The best analogy I can come up with for the PBM-specialty pharmacy co-ownership that drives at least 28% of prescription drug revenues in the US is in real estate. Most homebuyers use a buyer’s agent to assist them in purchasing a house and negotiate down the sales price. Imagine a buyer’s agent that attempts to sell you THEIR OWN home. Their incentives would be fundamentally against yours - it’s far worse than if they were both the buyer’s and seller’s agents, they are the seller!

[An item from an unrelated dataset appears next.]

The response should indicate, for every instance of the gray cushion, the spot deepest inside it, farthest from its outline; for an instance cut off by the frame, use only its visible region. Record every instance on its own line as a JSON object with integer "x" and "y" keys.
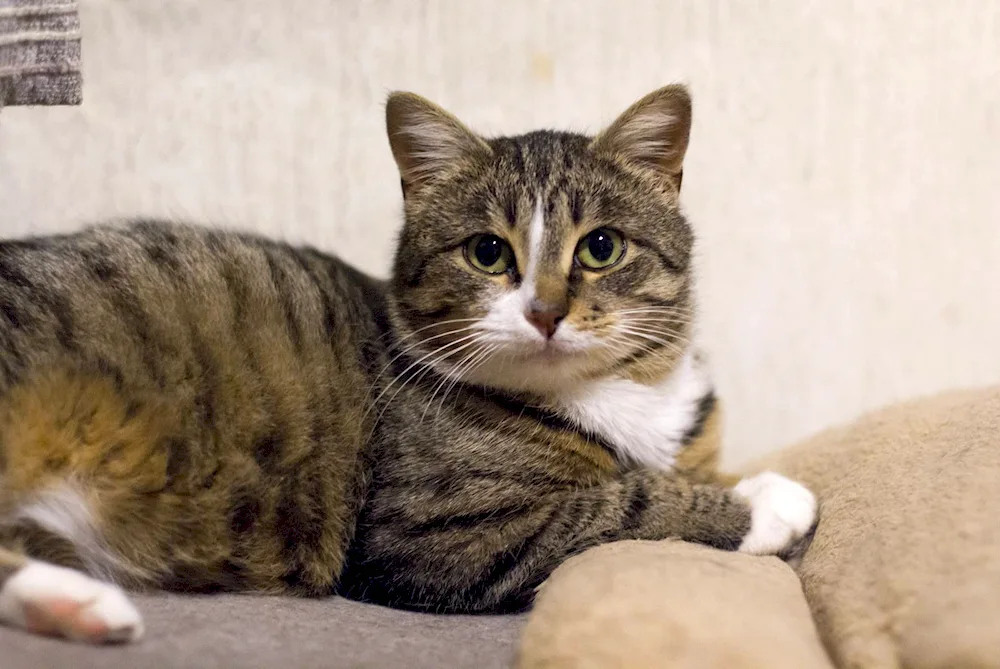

You would not trust their analysis of what the home costs. And yet, that’s the basic scheme of PBM-pharmacy co-ownership. The PBM is ostensibly the buyer’s agent for the employer/health plan and the members of the health plan, and simultaneously they are the primary or even sole pharmacy selling the most expensive prescription drugs.
This charade of corporate violence against the public cannot be allowed to continue. Congress must pass the PBM Act into law as soon as possible - it’s good public policy to put Patients Before Monopolies.
Great rambling Benjamin. I agree with everything you stated. It is time for Congress to act in conjunction with the president's EO on drug pricing. Patients, practitioners, and pharmacies have suffered long enough. Then they need to tackle our completely dysfunctional healthcare system.
I worked for CVS as a pharmacy tech. I watched people cry as they walked away without life-sustaining medication because they couldn't afford it. Diabetics need their insulin to live. Massachusetts has a law requiring pharmacies to fill with generics unless it says "dispense as written." EpiPens, even the generic brand, are hundreds of dollars. By statute, school-age children are required to have three. Pharmaceuticals claim they need to recoup funds for R&D. Nonsense. The most significant slice of the pie is marketing. R&D is a sliver.